Source code for bluepymm.select_combos.table_processing

"""Functions to process tables produced by BluePyMM."""

"""
Copyright (c) 2018, EPFL/Blue Brain Project

 This file is part of BluePyMM <https://github.com/BlueBrain/BluePyMM>

 This library is free software; you can redistribute it and/or modify it under
 the terms of the GNU Lesser General Public License version 3.0 as published
 by the Free Software Foundation.

 This library is distributed in the hope that it will be useful, but WITHOUT
 ANY WARRANTY; without even the implied warranty of MERCHANTABILITY or FITNESS
 FOR A PARTICULAR PURPOSE.  See the GNU Lesser General Public License for more
 details.

 You should have received a copy of the GNU Lesser General Public License
 along with this library; if not, write to the Free Software Foundation, Inc.,
 51 Franklin Street, Fifth Floor, Boston, MA 02110-1301 USA.
"""

# pylint: disable=R0914, C0325, W0640
# pylama: ignore=E402

import math
import json
import pandas
import multiprocessing

from bluepymm import tools


def _row_transform(row, exemplar_row, to_skip_patterns,
                   skip_repaired_exemplar):
    """Transform row values (scores) to booleans, where True means that a
    feature did not exceed the corresponding feature threshold, or can be
    ignored.
    """

    for column in row.index[1:]:
        for megate_feature_threshold in row['megate_feature_threshold']:
            if megate_feature_threshold['features'].match(column):
                megate_threshold = megate_feature_threshold['megate_threshold']

        # transform score
        if skip_repaired_exemplar:
            row[column] = row[column] <= megate_threshold
        else:
            row[column] = row[column] <= max(
                megate_threshold, megate_threshold * exemplar_row[column])

    return row



[docs]
def convert_extra_values(row):
    """Extract 'threshold_current' and 'holding_current' information from key
    'extra_values' and convert to new (key, value)-pairs in given row data.

    Args:
        row: contains key 'extra_values', with string value

    Returns:
        row, with extra keys 'threshold_current' and/or 'holding_current', and
        associated value, as extracted from row['extra_values']
    """

    extra_values_str = row['extra_values']
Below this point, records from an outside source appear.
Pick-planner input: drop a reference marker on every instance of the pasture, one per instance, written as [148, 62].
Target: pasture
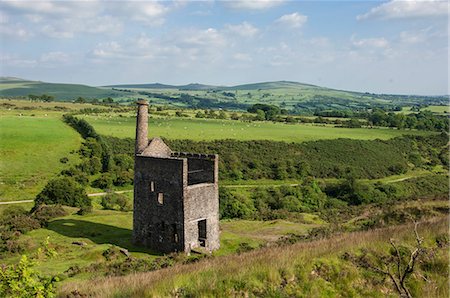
[211, 129]
[103, 229]
[30, 153]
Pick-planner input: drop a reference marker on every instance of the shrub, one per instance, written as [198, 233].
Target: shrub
[44, 213]
[114, 201]
[64, 191]
[105, 181]
[12, 211]
[123, 178]
[85, 210]
[23, 223]
[235, 205]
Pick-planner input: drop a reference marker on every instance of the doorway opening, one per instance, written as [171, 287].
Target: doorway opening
[202, 232]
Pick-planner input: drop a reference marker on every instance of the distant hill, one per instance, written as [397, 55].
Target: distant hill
[294, 96]
[16, 87]
[196, 86]
[193, 86]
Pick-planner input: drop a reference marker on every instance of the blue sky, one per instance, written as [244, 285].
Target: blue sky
[395, 46]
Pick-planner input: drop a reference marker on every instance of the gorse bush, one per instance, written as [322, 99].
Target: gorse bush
[115, 201]
[321, 159]
[22, 280]
[271, 203]
[63, 191]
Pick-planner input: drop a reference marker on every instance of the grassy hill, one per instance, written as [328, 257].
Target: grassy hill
[15, 87]
[318, 268]
[296, 97]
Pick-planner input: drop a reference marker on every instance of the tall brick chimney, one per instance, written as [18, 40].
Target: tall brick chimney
[141, 126]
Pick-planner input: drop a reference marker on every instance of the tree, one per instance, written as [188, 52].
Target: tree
[64, 191]
[47, 98]
[398, 264]
[22, 280]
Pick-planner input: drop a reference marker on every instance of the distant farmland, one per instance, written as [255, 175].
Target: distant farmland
[210, 129]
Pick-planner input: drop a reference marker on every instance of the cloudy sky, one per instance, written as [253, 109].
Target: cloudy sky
[394, 46]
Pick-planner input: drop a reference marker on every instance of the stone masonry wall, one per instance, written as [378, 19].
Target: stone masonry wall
[201, 202]
[159, 224]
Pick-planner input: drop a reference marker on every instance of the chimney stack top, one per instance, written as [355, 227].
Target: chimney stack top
[142, 101]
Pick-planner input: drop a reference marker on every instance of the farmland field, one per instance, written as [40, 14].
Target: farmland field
[30, 150]
[209, 129]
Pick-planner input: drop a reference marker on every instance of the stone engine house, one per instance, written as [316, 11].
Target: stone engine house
[176, 195]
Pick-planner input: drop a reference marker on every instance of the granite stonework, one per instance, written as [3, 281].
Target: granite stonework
[176, 195]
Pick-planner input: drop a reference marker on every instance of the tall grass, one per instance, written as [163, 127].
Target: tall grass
[303, 269]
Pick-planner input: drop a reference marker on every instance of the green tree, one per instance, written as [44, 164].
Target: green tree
[64, 191]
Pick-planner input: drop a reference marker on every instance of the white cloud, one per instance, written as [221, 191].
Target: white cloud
[252, 4]
[16, 31]
[245, 29]
[55, 57]
[379, 42]
[210, 37]
[401, 9]
[293, 20]
[242, 57]
[66, 19]
[16, 61]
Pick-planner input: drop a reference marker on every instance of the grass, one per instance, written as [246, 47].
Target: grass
[210, 129]
[30, 151]
[103, 229]
[437, 109]
[306, 269]
[59, 91]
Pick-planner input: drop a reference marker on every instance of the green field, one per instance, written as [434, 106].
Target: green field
[62, 92]
[30, 150]
[437, 109]
[306, 269]
[103, 229]
[210, 129]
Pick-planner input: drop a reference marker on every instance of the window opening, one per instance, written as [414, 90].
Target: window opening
[152, 186]
[202, 232]
[160, 198]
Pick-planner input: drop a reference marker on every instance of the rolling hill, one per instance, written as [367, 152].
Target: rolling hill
[297, 97]
[16, 87]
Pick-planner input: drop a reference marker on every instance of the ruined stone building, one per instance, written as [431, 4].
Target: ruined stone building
[176, 200]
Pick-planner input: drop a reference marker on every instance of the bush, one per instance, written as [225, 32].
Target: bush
[235, 205]
[64, 191]
[44, 213]
[114, 201]
[22, 223]
[105, 181]
[123, 178]
[12, 211]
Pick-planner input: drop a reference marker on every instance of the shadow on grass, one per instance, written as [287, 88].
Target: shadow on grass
[97, 233]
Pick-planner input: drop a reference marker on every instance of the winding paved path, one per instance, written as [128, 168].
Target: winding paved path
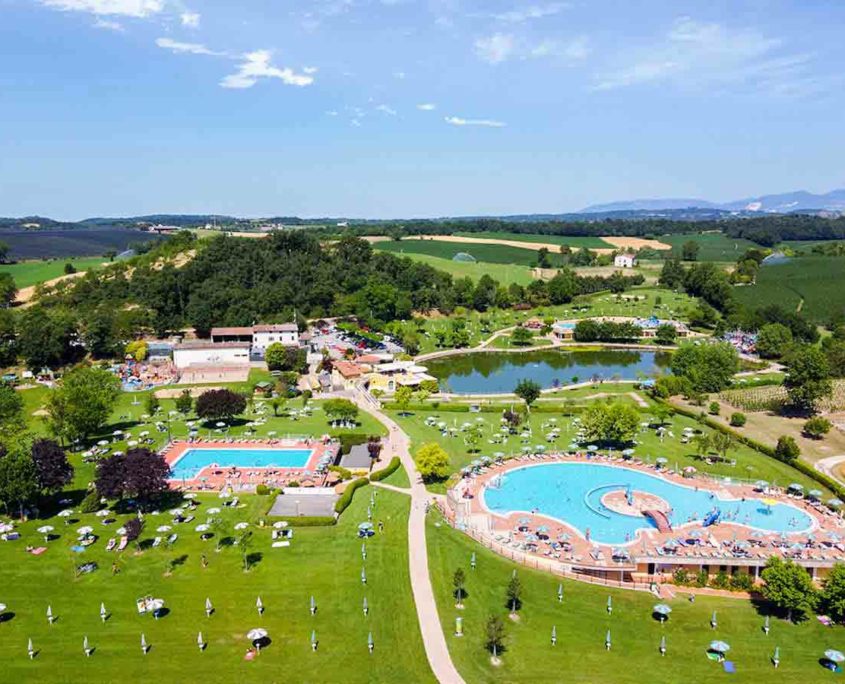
[399, 444]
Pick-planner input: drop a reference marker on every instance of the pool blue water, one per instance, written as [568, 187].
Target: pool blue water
[192, 461]
[572, 493]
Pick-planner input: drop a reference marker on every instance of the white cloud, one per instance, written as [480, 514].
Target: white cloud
[125, 8]
[109, 25]
[710, 55]
[458, 121]
[256, 65]
[572, 51]
[190, 19]
[523, 14]
[185, 48]
[496, 48]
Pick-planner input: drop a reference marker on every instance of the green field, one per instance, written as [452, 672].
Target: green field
[582, 622]
[505, 274]
[324, 563]
[571, 240]
[813, 283]
[712, 246]
[750, 464]
[28, 273]
[492, 254]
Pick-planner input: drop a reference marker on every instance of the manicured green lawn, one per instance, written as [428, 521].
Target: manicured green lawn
[712, 246]
[582, 623]
[27, 273]
[322, 562]
[504, 274]
[750, 465]
[571, 240]
[488, 253]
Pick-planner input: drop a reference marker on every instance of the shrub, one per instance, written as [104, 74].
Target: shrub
[346, 498]
[311, 521]
[742, 581]
[344, 473]
[384, 473]
[720, 580]
[738, 419]
[91, 502]
[817, 427]
[351, 439]
[787, 449]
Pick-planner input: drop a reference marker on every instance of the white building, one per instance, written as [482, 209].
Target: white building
[625, 260]
[265, 335]
[204, 353]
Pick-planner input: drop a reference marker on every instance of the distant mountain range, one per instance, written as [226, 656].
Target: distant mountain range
[782, 203]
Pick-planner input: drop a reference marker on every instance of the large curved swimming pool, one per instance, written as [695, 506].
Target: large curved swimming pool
[572, 493]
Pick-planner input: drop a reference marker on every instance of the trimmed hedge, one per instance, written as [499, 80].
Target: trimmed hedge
[351, 439]
[346, 498]
[798, 464]
[311, 521]
[392, 467]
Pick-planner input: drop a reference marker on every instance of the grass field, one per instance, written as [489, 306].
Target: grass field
[505, 274]
[325, 563]
[815, 284]
[481, 326]
[492, 254]
[28, 273]
[712, 246]
[582, 622]
[574, 241]
[750, 465]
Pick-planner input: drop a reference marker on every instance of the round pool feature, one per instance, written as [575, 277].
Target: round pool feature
[572, 493]
[499, 372]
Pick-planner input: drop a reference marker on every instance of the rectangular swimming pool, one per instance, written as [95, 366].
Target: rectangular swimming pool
[192, 461]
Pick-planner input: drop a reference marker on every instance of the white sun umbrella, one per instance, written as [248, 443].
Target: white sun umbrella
[256, 634]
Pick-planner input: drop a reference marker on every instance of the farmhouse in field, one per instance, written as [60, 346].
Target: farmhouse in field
[625, 260]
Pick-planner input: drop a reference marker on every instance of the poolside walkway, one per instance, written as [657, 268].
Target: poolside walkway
[436, 650]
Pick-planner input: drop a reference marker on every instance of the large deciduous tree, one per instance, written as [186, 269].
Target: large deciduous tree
[789, 587]
[709, 367]
[139, 473]
[432, 462]
[82, 403]
[220, 404]
[53, 470]
[807, 379]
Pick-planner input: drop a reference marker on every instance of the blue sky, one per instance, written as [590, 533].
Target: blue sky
[385, 108]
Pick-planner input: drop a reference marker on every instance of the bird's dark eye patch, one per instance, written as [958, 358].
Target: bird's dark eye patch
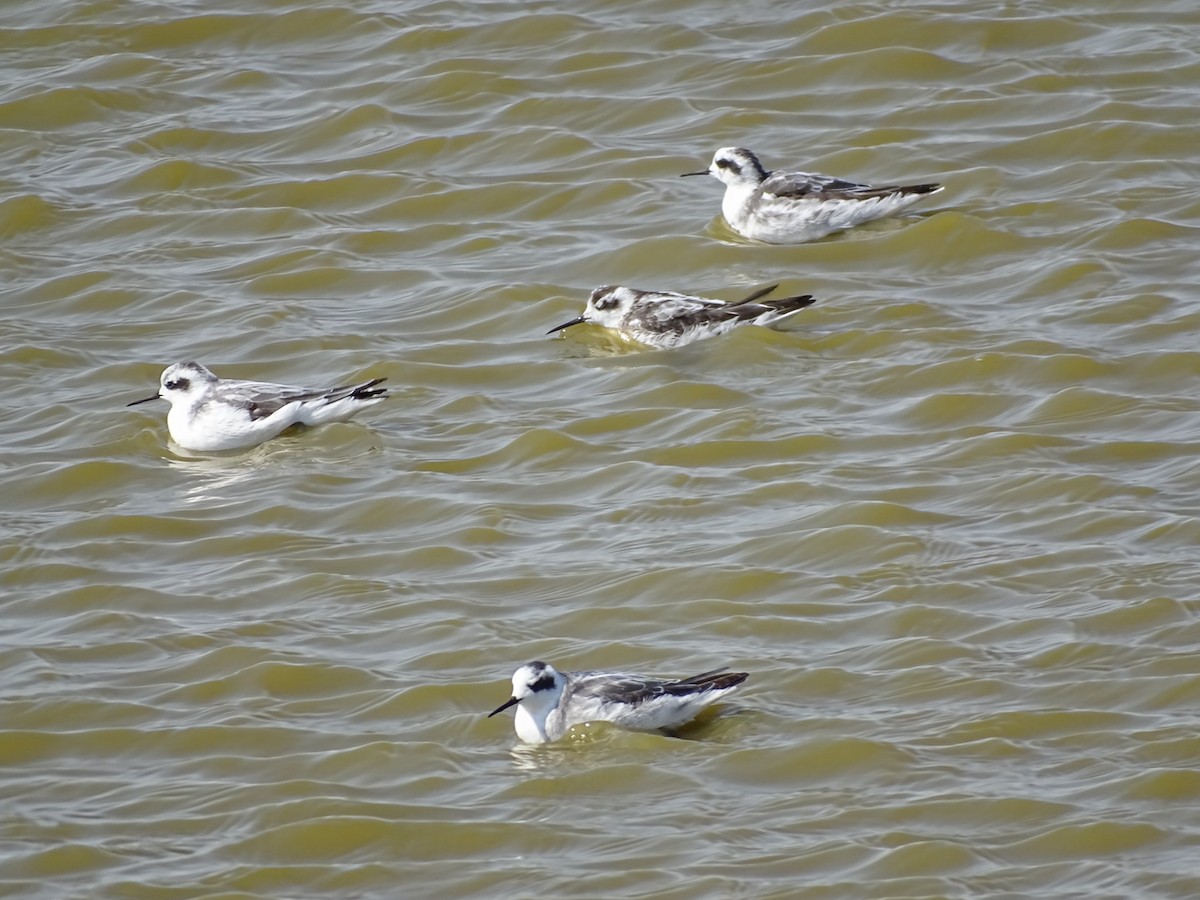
[605, 301]
[543, 684]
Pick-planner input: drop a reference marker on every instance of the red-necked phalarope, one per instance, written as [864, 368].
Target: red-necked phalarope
[210, 413]
[549, 702]
[798, 207]
[665, 319]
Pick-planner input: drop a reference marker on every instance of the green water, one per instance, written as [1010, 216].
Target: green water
[948, 520]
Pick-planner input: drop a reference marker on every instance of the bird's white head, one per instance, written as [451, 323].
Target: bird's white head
[537, 688]
[735, 166]
[180, 383]
[610, 305]
[185, 382]
[607, 306]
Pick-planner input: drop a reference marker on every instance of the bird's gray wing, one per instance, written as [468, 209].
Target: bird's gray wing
[264, 399]
[815, 186]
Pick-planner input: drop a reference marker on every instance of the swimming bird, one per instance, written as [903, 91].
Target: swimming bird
[798, 207]
[210, 413]
[666, 319]
[550, 702]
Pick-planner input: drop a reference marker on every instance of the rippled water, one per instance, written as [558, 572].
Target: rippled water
[948, 520]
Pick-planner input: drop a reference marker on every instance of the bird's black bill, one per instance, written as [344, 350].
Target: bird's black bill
[502, 707]
[576, 321]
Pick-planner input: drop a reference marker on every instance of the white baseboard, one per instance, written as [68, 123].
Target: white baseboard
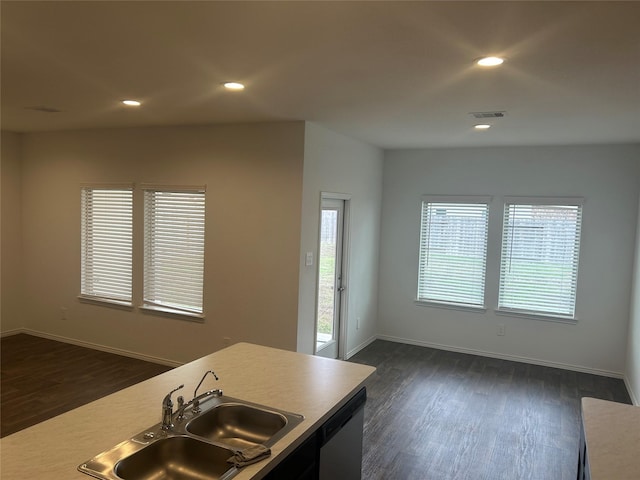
[356, 349]
[634, 398]
[513, 358]
[95, 346]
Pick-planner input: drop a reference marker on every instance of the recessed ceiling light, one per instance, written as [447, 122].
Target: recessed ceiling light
[233, 86]
[490, 61]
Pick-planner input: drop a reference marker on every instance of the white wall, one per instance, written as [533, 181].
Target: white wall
[253, 175]
[11, 241]
[632, 374]
[338, 164]
[606, 176]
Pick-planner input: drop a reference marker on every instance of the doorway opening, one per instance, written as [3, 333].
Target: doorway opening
[331, 311]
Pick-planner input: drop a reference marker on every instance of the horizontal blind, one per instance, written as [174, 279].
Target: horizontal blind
[539, 265]
[106, 243]
[174, 249]
[453, 252]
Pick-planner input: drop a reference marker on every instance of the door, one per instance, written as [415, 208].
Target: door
[331, 281]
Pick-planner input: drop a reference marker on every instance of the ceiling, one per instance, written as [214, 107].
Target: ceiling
[390, 73]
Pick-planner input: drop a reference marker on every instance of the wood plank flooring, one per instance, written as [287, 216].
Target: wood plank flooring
[42, 378]
[430, 414]
[438, 415]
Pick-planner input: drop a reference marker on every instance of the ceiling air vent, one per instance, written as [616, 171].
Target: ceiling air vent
[488, 114]
[41, 108]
    if extra_values_str is not None:
        extra_values = json.loads(extra_values_str)
        if extra_values:
            for field in ['threshold_current', 'holding_current']:
                if field in extra_values:
                    row[field] = extra_values[field]
    return row




[docs]
def row_threshold_transform(row, megate_patterns):
    """Transform threshold row based on me-gate rule: add matching me-gate
    patterns to row data.

    Args:
        row: has keys 'emodel', 'fullmtype', 'etype', and
            'megate_feature_threshold'
        megate_patterns: a list of megate patterns

    Returns:
        Processed row data: for all me-gate patterns that match the row data,
        the corresponding megate feature threshold is appended to
        row['megate_feature_threshold'].
    """

    emodel = row['emodel']
    fullmtype = row['fullmtype']
    etype = row['etype']

    for pattern_dict in megate_patterns:
        if (pattern_dict['emodel'].match(emodel) and
           pattern_dict['fullmtype'].match(fullmtype) and
           pattern_dict['etype'].match(etype)):
            if row['megate_feature_threshold'] is None:
                row['megate_feature_threshold'] = []
            row['megate_feature_threshold'].append(pattern_dict[
                'megate_feature_threshold'])

    return row




[docs]
def check_opt_scores(emodel, scores):
    """Check if opt_scores match with unrepaired exemplar runs.

    Args:
        emodel: e-model name
        scores: pandas.DataFrame with scores

    Raises:
        Exception:
            - if the keys of the opt_scores do not match the unrepaired
              exemplar runs,
            - if the scores values of the opt_scores do not match the scores
              of the unrepaired exemplar runs.
    """
    test_rows = scores[(scores.emodel == emodel) &
                       (scores.is_exemplar == 1) &
                       (scores.is_repaired == 0)]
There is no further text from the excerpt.